4. Income Tax Top Rate — The top rate for income taxes for single persons with incomes over $400,000 and married couples with incomes over $450,000 would be increased from 37% to 39.6%.

5. Estate Tax — A planning strategy used by individuals with substantial net worth is a grantor retained annuity trust (GRAT). The GRAT may be created for a two-year term. Through a series of zeroed-out two-year GRATs, wealthy individuals may be able to move millions of dollars through to family members with no transfer tax. The White House budget requires GRATs to have a duration of at least 10 years.

6. Retirement Plan Balances — There are taxpayers with very large plan balances in their traditional IRA or Roth IRA plan. These individuals would be required to distribute the excess amounts from these plans. There would be a requirement to distribute half of the excess amount for individuals with over $10 million in an IRA. There would be an additional requirement for substantial distributions for individuals who have over $20 million total in IRAs.

Editor's Note: Your editor does not take a specific position on these tax proposals.
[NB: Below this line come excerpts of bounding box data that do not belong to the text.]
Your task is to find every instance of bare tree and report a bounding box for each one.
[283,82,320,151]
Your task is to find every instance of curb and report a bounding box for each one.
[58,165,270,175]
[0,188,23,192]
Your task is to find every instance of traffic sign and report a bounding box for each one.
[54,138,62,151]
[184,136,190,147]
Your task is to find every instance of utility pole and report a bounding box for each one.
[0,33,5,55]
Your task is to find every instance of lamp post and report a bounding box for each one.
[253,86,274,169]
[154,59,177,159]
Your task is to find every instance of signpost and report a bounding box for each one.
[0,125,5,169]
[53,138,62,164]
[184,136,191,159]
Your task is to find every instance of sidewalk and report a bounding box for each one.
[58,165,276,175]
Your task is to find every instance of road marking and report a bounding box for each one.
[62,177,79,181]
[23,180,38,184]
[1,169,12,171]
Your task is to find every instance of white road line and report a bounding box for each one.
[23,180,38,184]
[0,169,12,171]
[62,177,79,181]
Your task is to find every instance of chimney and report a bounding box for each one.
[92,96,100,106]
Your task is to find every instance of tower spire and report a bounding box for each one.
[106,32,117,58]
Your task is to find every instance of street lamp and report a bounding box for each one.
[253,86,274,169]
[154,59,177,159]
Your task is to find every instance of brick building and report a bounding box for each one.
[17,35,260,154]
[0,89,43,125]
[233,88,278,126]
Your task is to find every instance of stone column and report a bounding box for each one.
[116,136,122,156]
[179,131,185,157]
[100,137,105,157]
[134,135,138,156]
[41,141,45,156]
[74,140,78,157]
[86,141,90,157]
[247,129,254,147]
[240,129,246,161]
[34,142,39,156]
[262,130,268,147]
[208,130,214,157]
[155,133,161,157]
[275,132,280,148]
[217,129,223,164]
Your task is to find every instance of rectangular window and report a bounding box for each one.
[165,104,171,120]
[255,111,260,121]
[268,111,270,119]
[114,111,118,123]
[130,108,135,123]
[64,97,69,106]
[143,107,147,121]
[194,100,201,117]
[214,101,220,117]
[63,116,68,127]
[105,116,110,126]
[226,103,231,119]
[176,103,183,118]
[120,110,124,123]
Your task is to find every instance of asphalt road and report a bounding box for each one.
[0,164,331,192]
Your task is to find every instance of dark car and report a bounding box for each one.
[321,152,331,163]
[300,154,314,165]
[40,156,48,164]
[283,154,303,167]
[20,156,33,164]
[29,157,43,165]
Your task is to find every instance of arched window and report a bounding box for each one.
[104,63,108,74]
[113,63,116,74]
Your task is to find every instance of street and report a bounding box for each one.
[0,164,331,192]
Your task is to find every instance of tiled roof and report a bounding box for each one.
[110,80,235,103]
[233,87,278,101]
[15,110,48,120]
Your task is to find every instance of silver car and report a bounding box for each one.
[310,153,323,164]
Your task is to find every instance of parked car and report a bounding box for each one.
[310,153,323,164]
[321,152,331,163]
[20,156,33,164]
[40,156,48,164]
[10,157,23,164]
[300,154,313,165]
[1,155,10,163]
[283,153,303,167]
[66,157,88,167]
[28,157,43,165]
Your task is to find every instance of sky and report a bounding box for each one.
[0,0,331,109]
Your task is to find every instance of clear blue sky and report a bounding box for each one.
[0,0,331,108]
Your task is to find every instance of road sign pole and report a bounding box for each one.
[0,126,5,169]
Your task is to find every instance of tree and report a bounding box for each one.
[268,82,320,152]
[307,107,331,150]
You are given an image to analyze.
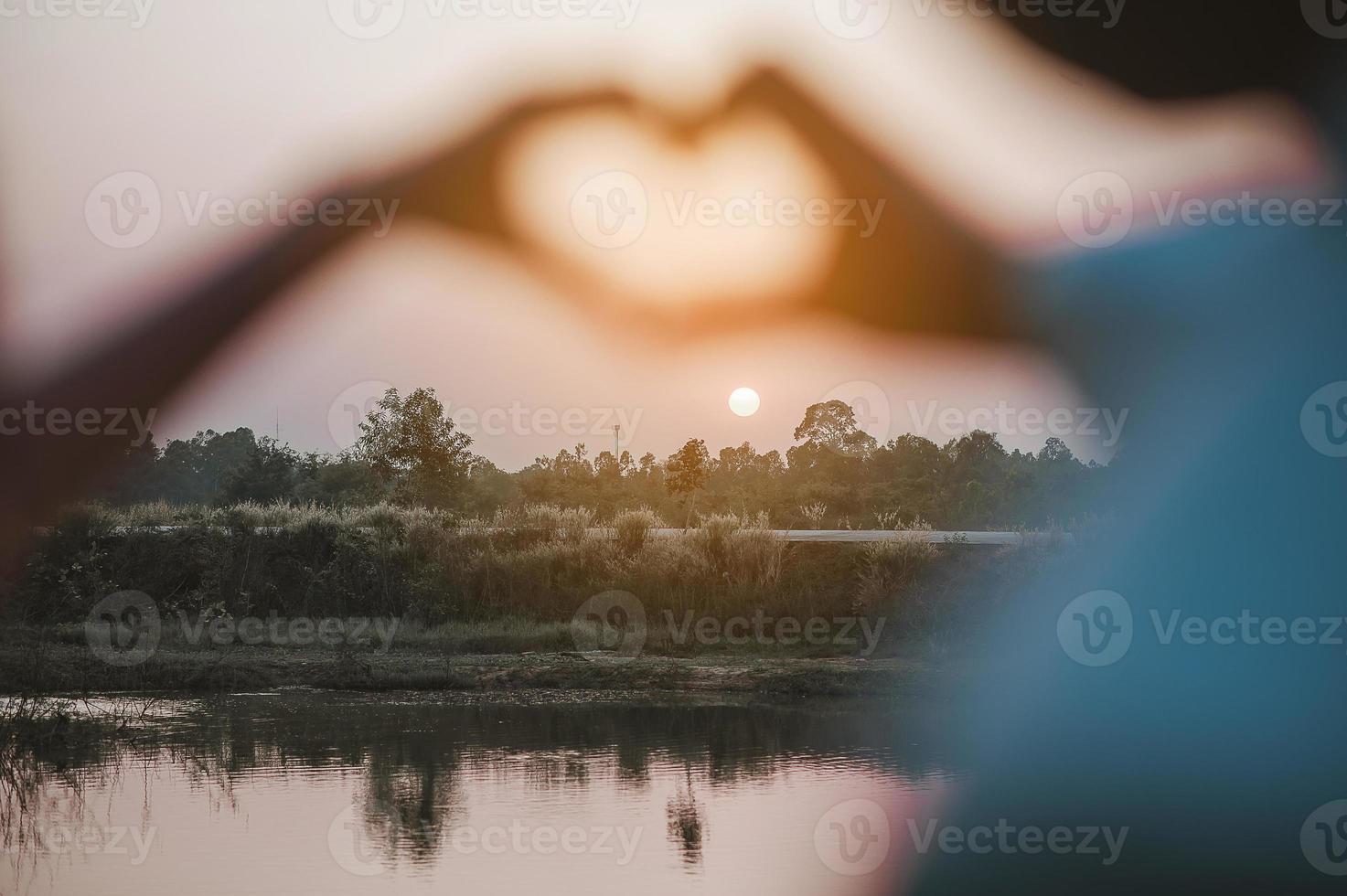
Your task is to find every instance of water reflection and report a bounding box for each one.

This information is offered as a service to our readers. With the national debt now over $34 trillion, Congress will be examining all of these concepts in the future years.

Applicable Federal Rate of 5.2% for April — Rev. Rul. 2024-7; 2024-14 IRB 1 (15 March 2024)

The IRS has announced the Applicable Federal Rate (AFR) for April of 2024. The AFR under Sec. 7520 for the month of April is 5.2%. The rates for March of 5.0% or February of 4.8% also may be used. The highest AFR is beneficial for charitable deductions of remainder interests. The lowest AFR is best for lead trusts and life estate reserved agreements. With a gift annuity, if the annuitant desires greater tax-free payments the lowest AFR is preferable. During 2024, pooled income funds in existence less than three tax years must use a 3.8% deemed rate of return. Charitable gift receipts should state, “No goods or services were provided in exchange for this gift and the nonprofit has exclusive legal control over the gift property.”